You can use following function:

function extract_numbers($string)
   preg_match_all('/([\d]+)/', $string, $match);

   return $match[0];
  • There is no benefit to writing \d inside of a character class. Since you are accessing the fullstring match, there is no sense in writing a capture group into the pattern. Feb 19, 2020 at 4:30
  • The OP only has one integer to isolate -- preg_match_all() is an inappropriate tool for the question being asked. This is (at best) a working answer to a different question.
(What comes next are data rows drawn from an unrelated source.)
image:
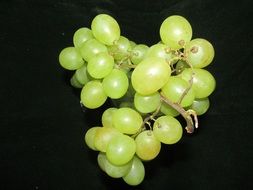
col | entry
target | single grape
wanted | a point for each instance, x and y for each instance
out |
(147, 146)
(115, 84)
(100, 65)
(175, 31)
(199, 52)
(167, 129)
(91, 48)
(93, 95)
(81, 36)
(203, 81)
(105, 28)
(127, 120)
(136, 174)
(70, 59)
(150, 75)
(174, 89)
(120, 150)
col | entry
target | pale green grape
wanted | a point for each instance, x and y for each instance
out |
(103, 136)
(167, 129)
(147, 146)
(136, 174)
(200, 105)
(203, 81)
(120, 48)
(91, 48)
(89, 137)
(199, 52)
(138, 53)
(81, 36)
(174, 89)
(175, 31)
(105, 28)
(115, 84)
(93, 95)
(127, 120)
(150, 75)
(70, 58)
(120, 150)
(100, 65)
(147, 103)
(107, 117)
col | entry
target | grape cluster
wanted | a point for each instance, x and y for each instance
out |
(148, 86)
Nov 21, 2020 at 12:57
preg_match_all('!\d+!', $some_string, $matches);
$string_of_numbers = implode(' ', $matches[0]);

The first argument in implode in this specific case says "separate each element in matches[0] with a single space." Implode will not put a space (or whatever your first argument is) before the first number or after the last number.

Something else to note is $matches[0] is where the array of matches (that match this regular expression) found are stored.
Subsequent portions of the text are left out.